Hacker News new | past | comments | ask | show | jobs | submit login
Neural Enhance – Super Resolution for images using deep learning (github.com/alexjc)
221 points by eejr on Oct 29, 2016 | hide | past | favorite | 51 comments



We enhanced the image like on CSI and look, the defendants face!

"Because my photos were used heavily in the dataset..."

Jury: So guilty


Defense should train a network with faces of the jury and then show how the same technique, run by their biased network, now shows each of them in the scene of the crime :)


Wow, we'll finally blow the lid off all these conspiracy theories when we 'unblur' the pictures of : Sasquatch, UFOs, Loch Ness Monster ... :)
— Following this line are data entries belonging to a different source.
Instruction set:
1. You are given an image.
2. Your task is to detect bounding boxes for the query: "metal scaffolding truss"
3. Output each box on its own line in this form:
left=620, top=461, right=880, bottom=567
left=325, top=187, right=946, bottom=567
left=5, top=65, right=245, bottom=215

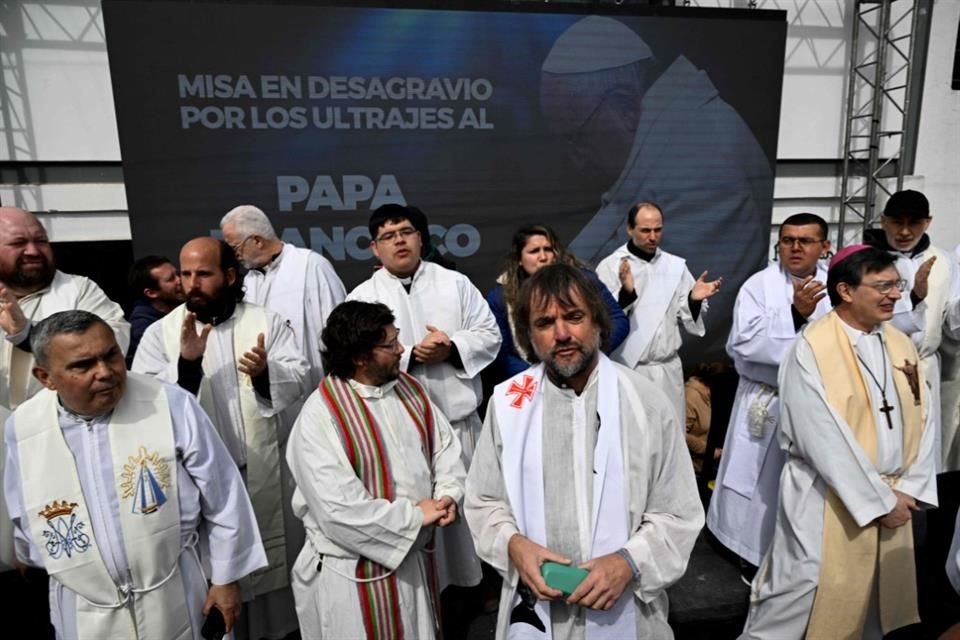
left=837, top=0, right=926, bottom=247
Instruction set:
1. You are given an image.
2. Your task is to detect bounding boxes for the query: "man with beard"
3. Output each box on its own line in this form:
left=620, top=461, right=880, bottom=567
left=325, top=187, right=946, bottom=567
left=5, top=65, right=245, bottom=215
left=5, top=310, right=266, bottom=640
left=540, top=16, right=779, bottom=358
left=707, top=213, right=830, bottom=579
left=127, top=256, right=184, bottom=367
left=740, top=244, right=942, bottom=640
left=133, top=237, right=307, bottom=639
left=597, top=202, right=723, bottom=424
left=220, top=205, right=347, bottom=392
left=464, top=265, right=703, bottom=640
left=287, top=301, right=465, bottom=640
left=0, top=207, right=130, bottom=625
left=863, top=189, right=960, bottom=470
left=347, top=204, right=500, bottom=589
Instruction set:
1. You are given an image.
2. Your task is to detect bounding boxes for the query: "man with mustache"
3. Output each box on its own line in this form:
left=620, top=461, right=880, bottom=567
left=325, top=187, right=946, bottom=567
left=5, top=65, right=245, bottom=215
left=133, top=237, right=308, bottom=639
left=287, top=301, right=466, bottom=640
left=741, top=244, right=937, bottom=640
left=0, top=207, right=130, bottom=626
left=5, top=310, right=266, bottom=640
left=347, top=204, right=500, bottom=589
left=127, top=256, right=185, bottom=367
left=464, top=264, right=703, bottom=640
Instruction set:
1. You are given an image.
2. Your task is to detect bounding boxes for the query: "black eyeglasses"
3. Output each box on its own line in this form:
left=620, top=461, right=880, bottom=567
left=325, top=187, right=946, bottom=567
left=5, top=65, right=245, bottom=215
left=374, top=227, right=417, bottom=244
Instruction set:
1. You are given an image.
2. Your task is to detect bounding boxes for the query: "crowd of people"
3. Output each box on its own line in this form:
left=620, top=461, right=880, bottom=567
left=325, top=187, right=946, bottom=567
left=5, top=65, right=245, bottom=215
left=0, top=191, right=960, bottom=640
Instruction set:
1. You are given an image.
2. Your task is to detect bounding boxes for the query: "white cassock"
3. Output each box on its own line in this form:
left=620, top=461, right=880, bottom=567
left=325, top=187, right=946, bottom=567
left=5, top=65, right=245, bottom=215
left=464, top=356, right=703, bottom=640
left=132, top=302, right=308, bottom=638
left=287, top=380, right=465, bottom=640
left=891, top=245, right=960, bottom=472
left=707, top=263, right=830, bottom=566
left=597, top=245, right=709, bottom=425
left=347, top=261, right=501, bottom=588
left=945, top=504, right=960, bottom=594
left=243, top=243, right=347, bottom=390
left=5, top=374, right=267, bottom=640
left=740, top=323, right=937, bottom=640
left=0, top=271, right=130, bottom=571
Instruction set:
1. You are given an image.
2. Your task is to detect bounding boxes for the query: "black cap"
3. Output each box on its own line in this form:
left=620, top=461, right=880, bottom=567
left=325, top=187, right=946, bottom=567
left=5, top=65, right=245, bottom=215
left=883, top=189, right=930, bottom=219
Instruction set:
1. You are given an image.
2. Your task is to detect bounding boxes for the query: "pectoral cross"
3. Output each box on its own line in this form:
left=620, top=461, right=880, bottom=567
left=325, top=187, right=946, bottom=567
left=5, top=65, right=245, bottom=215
left=880, top=394, right=893, bottom=430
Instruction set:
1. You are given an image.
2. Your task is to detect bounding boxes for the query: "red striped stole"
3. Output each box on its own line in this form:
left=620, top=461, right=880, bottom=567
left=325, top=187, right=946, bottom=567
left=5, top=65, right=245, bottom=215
left=319, top=372, right=435, bottom=640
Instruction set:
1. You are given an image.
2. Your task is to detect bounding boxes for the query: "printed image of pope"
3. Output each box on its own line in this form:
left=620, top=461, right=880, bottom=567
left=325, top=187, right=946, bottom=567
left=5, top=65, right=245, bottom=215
left=540, top=16, right=773, bottom=352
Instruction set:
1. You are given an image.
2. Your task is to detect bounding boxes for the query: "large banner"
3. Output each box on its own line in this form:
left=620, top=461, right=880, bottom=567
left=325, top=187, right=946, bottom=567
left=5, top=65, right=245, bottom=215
left=103, top=0, right=786, bottom=360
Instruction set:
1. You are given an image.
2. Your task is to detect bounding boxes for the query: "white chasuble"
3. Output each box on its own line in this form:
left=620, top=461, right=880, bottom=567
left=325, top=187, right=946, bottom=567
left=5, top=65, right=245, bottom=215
left=15, top=376, right=193, bottom=640
left=159, top=304, right=290, bottom=595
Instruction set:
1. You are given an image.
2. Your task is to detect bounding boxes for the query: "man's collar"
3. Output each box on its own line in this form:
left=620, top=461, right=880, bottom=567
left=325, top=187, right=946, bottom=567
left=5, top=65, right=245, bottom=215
left=381, top=260, right=424, bottom=285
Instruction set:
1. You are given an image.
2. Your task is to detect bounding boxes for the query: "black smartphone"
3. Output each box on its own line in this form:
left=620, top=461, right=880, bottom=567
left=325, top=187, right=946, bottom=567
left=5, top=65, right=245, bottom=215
left=200, top=607, right=227, bottom=640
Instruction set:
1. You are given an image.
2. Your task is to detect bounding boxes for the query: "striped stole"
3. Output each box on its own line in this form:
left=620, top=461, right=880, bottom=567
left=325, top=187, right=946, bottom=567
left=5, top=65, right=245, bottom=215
left=319, top=372, right=436, bottom=640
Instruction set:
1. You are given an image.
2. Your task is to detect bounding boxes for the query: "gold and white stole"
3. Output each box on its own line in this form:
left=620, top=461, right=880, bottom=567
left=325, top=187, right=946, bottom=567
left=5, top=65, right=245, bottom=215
left=159, top=302, right=290, bottom=595
left=611, top=251, right=687, bottom=368
left=14, top=374, right=193, bottom=640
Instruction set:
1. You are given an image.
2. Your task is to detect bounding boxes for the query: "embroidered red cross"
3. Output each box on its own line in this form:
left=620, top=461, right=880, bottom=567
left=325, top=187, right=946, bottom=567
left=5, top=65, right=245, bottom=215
left=507, top=375, right=537, bottom=409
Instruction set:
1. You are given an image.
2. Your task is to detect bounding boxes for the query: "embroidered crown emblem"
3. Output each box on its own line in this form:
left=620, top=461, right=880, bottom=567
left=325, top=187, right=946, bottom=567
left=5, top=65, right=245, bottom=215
left=38, top=500, right=77, bottom=522
left=39, top=500, right=90, bottom=560
left=120, top=447, right=170, bottom=515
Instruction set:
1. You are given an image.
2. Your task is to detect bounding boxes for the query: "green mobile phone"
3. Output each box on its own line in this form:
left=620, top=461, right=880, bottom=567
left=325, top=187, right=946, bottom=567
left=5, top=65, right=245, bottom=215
left=540, top=562, right=590, bottom=596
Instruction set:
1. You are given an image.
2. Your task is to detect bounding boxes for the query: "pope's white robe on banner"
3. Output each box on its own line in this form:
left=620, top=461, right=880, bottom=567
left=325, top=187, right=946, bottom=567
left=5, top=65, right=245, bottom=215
left=347, top=261, right=501, bottom=588
left=597, top=245, right=709, bottom=426
left=0, top=271, right=130, bottom=571
left=740, top=324, right=937, bottom=640
left=287, top=380, right=465, bottom=640
left=707, top=263, right=830, bottom=566
left=4, top=374, right=266, bottom=640
left=940, top=245, right=960, bottom=471
left=133, top=302, right=308, bottom=639
left=243, top=243, right=347, bottom=390
left=464, top=356, right=703, bottom=640
left=891, top=245, right=960, bottom=472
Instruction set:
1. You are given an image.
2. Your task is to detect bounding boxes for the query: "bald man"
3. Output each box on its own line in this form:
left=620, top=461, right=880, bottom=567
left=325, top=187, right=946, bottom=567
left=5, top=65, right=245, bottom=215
left=0, top=207, right=130, bottom=588
left=133, top=237, right=308, bottom=640
left=540, top=16, right=773, bottom=356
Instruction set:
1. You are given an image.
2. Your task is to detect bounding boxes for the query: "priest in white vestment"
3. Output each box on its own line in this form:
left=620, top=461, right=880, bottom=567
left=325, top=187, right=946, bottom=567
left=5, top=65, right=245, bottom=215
left=287, top=301, right=465, bottom=640
left=863, top=189, right=960, bottom=470
left=0, top=207, right=130, bottom=588
left=741, top=245, right=937, bottom=640
left=597, top=202, right=722, bottom=425
left=220, top=205, right=347, bottom=392
left=464, top=265, right=703, bottom=640
left=5, top=311, right=267, bottom=640
left=707, top=213, right=830, bottom=578
left=133, top=237, right=308, bottom=640
left=347, top=204, right=501, bottom=586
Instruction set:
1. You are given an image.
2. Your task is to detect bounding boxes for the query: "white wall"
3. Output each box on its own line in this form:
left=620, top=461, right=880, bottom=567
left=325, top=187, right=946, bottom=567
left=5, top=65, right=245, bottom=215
left=0, top=0, right=960, bottom=252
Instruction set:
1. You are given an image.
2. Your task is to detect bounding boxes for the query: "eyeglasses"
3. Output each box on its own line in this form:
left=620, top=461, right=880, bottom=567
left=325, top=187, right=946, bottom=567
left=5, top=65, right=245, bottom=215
left=373, top=227, right=417, bottom=244
left=865, top=278, right=907, bottom=295
left=373, top=334, right=400, bottom=351
left=779, top=236, right=823, bottom=249
left=230, top=235, right=253, bottom=255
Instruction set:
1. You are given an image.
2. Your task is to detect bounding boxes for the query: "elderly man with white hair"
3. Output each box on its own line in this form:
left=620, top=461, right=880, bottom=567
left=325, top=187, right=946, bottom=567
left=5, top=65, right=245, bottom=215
left=220, top=205, right=346, bottom=390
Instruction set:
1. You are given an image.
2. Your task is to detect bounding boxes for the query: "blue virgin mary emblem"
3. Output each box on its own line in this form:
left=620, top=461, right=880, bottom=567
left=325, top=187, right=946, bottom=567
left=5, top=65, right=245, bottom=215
left=40, top=500, right=90, bottom=560
left=120, top=447, right=170, bottom=515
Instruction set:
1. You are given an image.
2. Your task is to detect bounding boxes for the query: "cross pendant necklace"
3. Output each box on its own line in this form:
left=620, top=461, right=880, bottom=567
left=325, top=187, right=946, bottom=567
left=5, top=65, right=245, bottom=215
left=857, top=333, right=893, bottom=430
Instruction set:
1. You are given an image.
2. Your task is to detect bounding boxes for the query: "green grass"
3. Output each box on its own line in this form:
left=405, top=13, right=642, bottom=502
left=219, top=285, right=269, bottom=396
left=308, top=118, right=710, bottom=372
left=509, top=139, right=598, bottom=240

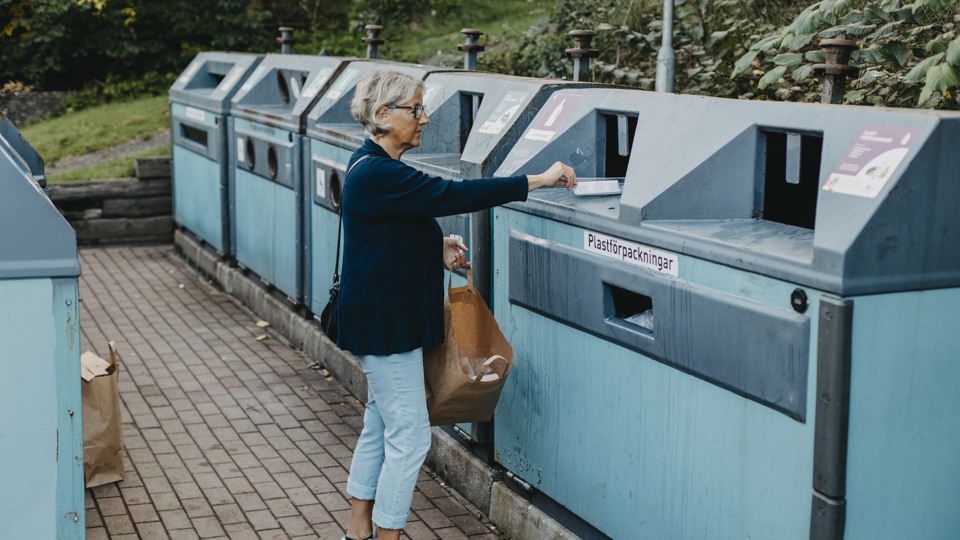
left=22, top=96, right=170, bottom=165
left=22, top=0, right=556, bottom=182
left=47, top=144, right=172, bottom=183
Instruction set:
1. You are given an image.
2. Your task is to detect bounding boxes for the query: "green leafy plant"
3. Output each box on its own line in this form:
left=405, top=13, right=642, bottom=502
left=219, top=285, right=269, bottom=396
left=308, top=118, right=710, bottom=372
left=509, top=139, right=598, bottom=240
left=731, top=0, right=960, bottom=109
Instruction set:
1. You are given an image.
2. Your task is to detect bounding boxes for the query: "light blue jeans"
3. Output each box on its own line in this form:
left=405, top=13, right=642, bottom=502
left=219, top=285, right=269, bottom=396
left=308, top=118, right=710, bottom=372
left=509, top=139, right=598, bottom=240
left=347, top=349, right=430, bottom=529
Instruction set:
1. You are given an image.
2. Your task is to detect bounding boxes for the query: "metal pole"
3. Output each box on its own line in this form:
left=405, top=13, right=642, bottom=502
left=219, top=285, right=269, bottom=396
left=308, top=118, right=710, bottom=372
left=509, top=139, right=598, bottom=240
left=457, top=28, right=486, bottom=71
left=813, top=39, right=860, bottom=105
left=277, top=26, right=293, bottom=54
left=363, top=24, right=384, bottom=59
left=656, top=0, right=677, bottom=92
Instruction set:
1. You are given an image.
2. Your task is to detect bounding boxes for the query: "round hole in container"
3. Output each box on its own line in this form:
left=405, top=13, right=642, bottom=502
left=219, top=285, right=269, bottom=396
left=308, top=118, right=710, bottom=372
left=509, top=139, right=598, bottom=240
left=246, top=137, right=257, bottom=171
left=267, top=144, right=277, bottom=180
left=330, top=171, right=343, bottom=208
left=277, top=71, right=290, bottom=103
Comparison using nearest neighbor, instead of a more reasonable linear filter, or-- heaven forbid-- some edge basic directed interpolator... is a little cheaty.


Agreed, it would have been nice to show other upscaling algorithms. But neural net super resolution generators can still have significantly more detail at 4-8x, as shown here http://arxiv.org/abs/1609.04802


(Author here.) Yeah, I knew this would come up but decided to proceed with the pixelated comparison anyway. I couldn't get the GIFs to reflect the results because of 8-bit quantization/dithering. The images show the neural network inputs and outputs, not a comparison with other super-resolution algorithms (still fascinating :-).

I'm working on the Docker instance now, that should help anyone with interest/experience in the field compare results easily.


Really cool to see them taking a page out of X264, trying to match the "energy" of the image rather than the "correctness".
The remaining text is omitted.